One aside: Obviously there's a lot more in the memoir than there was in the series, but there are a few things in the book that would have been awesome in the show. The main one to me was how Johnny Rotten got noticed in the first place. Vivienne Westwood, McLaren's wife and co-owner of Sex, told McLaren that there's a guy named Johnny who hangs out in the store and had the perfect look to be the lead singer of the band. McLaren found Johnny, asked him if he could sing (like in the show), had him audition to Alice Cooper's "Seventeen" (like in the show), Jones instantly hated him (like in the show), and McLaren hired him on the spot (like in the show). But it continues in the book that when Westwood saw Rotten, she told McLaren that she was talking about a different Johnny. That Johnny would eventually join the band anyway...as bassist Sid Vicious.
One downside of this tale (of the story itself, not the book) for fans of punk is that it just furthers the theory that punk was just happenstance. For the Sex Pistols, Jones wanted the band to be like Bowie or Roxy Music - but when you're stuck with a lead singer who can't sing and goes out of his way to look weird, punk just kind of happens.
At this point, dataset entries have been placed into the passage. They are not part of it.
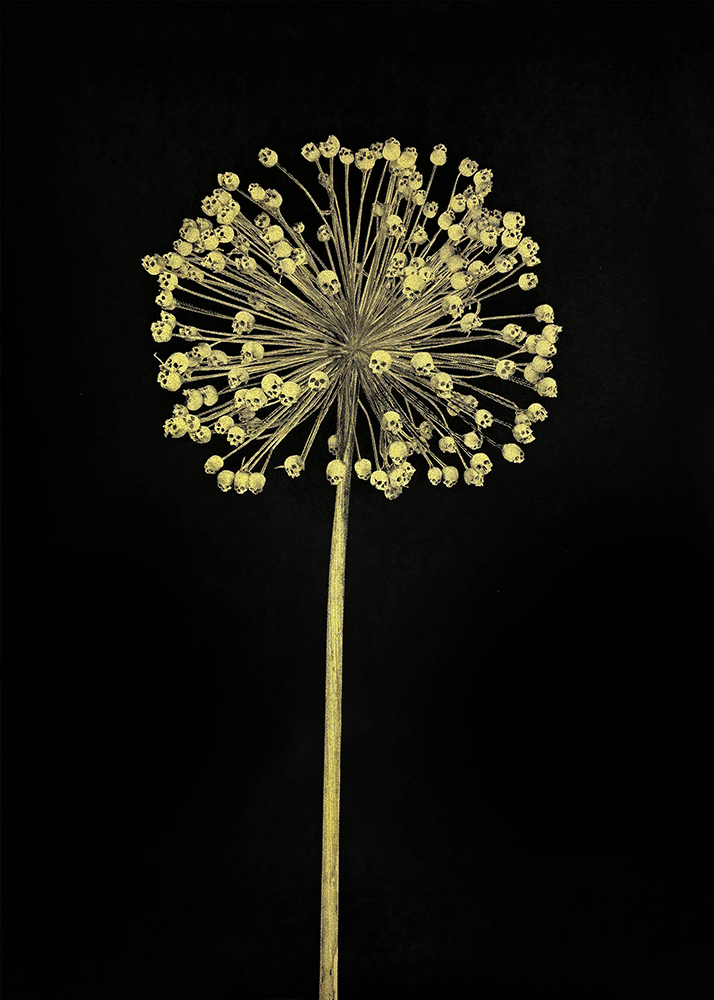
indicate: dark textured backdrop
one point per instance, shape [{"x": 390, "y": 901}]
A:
[{"x": 525, "y": 733}]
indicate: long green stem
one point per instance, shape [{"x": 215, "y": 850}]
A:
[{"x": 329, "y": 907}]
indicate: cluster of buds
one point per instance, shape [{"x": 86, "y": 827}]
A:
[{"x": 381, "y": 326}]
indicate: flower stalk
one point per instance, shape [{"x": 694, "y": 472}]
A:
[{"x": 329, "y": 901}]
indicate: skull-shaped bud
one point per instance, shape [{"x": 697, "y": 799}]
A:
[
  {"x": 165, "y": 300},
  {"x": 537, "y": 412},
  {"x": 467, "y": 167},
  {"x": 328, "y": 283},
  {"x": 528, "y": 281},
  {"x": 472, "y": 477},
  {"x": 294, "y": 465},
  {"x": 451, "y": 475},
  {"x": 364, "y": 159},
  {"x": 473, "y": 440},
  {"x": 456, "y": 232},
  {"x": 392, "y": 422},
  {"x": 169, "y": 380},
  {"x": 447, "y": 444},
  {"x": 336, "y": 471},
  {"x": 423, "y": 364},
  {"x": 237, "y": 376},
  {"x": 394, "y": 226},
  {"x": 391, "y": 149},
  {"x": 453, "y": 305},
  {"x": 168, "y": 281},
  {"x": 512, "y": 453},
  {"x": 236, "y": 436},
  {"x": 505, "y": 368},
  {"x": 398, "y": 478},
  {"x": 161, "y": 332},
  {"x": 268, "y": 157},
  {"x": 481, "y": 463},
  {"x": 425, "y": 430},
  {"x": 398, "y": 452},
  {"x": 544, "y": 314},
  {"x": 318, "y": 381},
  {"x": 271, "y": 384},
  {"x": 175, "y": 427},
  {"x": 202, "y": 435},
  {"x": 413, "y": 286},
  {"x": 510, "y": 240},
  {"x": 442, "y": 384},
  {"x": 380, "y": 362},
  {"x": 251, "y": 351},
  {"x": 229, "y": 181},
  {"x": 523, "y": 434},
  {"x": 256, "y": 192},
  {"x": 459, "y": 281},
  {"x": 330, "y": 147},
  {"x": 243, "y": 322},
  {"x": 363, "y": 468},
  {"x": 256, "y": 482},
  {"x": 153, "y": 264},
  {"x": 273, "y": 234},
  {"x": 513, "y": 220},
  {"x": 547, "y": 387},
  {"x": 407, "y": 158},
  {"x": 241, "y": 481},
  {"x": 255, "y": 399},
  {"x": 550, "y": 332},
  {"x": 194, "y": 399},
  {"x": 446, "y": 219},
  {"x": 289, "y": 393},
  {"x": 438, "y": 155},
  {"x": 225, "y": 480}
]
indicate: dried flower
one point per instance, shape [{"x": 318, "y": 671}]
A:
[{"x": 381, "y": 324}]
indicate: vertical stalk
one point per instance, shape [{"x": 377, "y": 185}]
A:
[{"x": 329, "y": 906}]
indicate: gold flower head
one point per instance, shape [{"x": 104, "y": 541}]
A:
[{"x": 377, "y": 321}]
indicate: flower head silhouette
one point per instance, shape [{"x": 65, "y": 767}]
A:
[{"x": 381, "y": 323}]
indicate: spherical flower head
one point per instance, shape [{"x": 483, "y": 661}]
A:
[{"x": 371, "y": 322}]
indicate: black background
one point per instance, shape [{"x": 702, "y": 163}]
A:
[{"x": 524, "y": 800}]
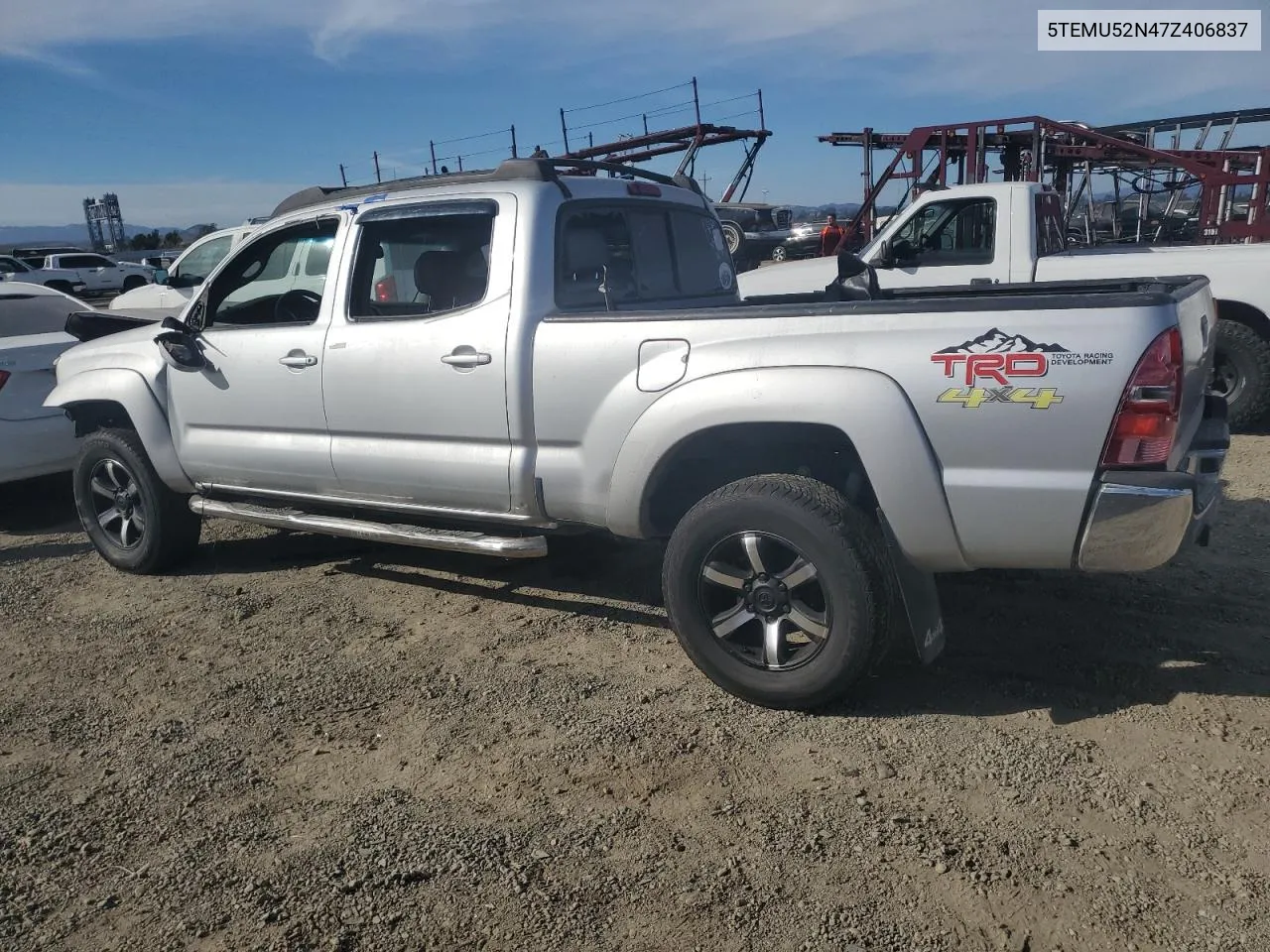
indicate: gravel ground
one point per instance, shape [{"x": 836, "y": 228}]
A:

The band lights the world on fire, pushes out the only virtuoso in the band, Sid enters and quickly flames out, Johnny leaves, they film a movie that gives McLaren credit for everything cool they ever did, and then they break up for good. On the day after their last concert in San Francisco, Jones tries hard drugs with Sid Vicious for the first time. This is where the series ends, but for Jones his life was about to get much more complicated.
Jones chooses to stay in America for both personal as well as legal reasons - due to an outstanding warrant he'd be arrested on site in England. However, he doesn't officially emigrate to America, so he's living illegally. This wouldn't be a problem, except for the fact that he becomes a full-blown drug addict as well.
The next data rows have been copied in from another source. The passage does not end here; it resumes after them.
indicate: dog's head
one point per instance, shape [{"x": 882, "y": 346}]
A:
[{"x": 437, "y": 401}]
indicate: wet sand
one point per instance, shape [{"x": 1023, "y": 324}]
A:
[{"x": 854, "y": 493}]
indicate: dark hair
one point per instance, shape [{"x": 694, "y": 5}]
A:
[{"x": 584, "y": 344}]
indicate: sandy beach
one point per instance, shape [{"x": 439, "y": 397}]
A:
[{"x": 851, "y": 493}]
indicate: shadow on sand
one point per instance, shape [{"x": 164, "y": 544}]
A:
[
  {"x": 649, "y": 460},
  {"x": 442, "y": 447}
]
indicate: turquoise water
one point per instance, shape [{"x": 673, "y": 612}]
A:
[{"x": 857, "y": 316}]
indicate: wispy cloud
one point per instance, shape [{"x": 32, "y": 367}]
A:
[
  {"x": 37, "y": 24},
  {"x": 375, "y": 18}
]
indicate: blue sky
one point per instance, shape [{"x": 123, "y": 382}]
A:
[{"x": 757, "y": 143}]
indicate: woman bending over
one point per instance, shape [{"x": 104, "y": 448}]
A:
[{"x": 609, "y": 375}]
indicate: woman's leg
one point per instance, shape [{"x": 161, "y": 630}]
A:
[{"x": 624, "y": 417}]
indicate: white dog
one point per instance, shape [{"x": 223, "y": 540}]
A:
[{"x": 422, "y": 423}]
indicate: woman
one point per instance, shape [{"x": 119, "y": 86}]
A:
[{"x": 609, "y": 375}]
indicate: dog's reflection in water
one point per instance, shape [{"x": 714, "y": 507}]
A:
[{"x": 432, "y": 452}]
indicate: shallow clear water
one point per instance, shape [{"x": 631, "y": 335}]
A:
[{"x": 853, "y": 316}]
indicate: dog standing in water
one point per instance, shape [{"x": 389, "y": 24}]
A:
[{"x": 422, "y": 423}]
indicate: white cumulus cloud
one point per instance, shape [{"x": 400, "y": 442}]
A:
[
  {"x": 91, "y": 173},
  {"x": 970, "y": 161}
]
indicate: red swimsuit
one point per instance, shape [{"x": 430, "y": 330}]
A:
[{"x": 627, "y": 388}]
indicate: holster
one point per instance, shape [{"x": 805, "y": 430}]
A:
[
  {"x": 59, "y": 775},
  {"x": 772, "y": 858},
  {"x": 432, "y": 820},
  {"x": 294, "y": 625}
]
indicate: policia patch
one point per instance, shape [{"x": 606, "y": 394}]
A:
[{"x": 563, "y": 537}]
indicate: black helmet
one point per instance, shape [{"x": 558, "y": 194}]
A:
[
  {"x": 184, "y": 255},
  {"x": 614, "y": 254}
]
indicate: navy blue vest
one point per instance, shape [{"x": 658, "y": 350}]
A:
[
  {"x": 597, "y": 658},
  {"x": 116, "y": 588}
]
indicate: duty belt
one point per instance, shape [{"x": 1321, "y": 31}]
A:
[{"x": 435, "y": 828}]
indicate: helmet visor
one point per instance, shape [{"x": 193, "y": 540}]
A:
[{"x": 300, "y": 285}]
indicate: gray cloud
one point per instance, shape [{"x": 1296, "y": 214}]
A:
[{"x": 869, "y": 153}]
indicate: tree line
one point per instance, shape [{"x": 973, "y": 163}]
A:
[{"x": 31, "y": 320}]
The times are lean and the world passes the Sex Pistols to the side. Jones does some couch surfing for a while, then forms a few intermittent bands that don't gain much traction. He shows up on Letterman as part of Iggy Pop's backing band, but can't join the recording session for Iggy's album taking place in Spain (he was afraid he wouldn't be let back into America). Along the way he loses and uses friends, and sinks low enough for drug money to eventually be out on the streets of New York selling 8" x 10" photos of other more successful bands.
Does this have a happy ending? Sure - he eventually has enough, enters rehab, turns his life around, and hosts a successful radio program in LA (again, as of a couple of years ago - no idea if it's still playing). But it was a really remarkable trip to get there and well worth a read.
Obviously this is a must-read for Sex Pistols fans. Otherwise, it's still a good read, but you might get frustrated reading a good story only to be told at the end that it might not have happened after all. Objectively, I'll give it six out of ten hot dogs.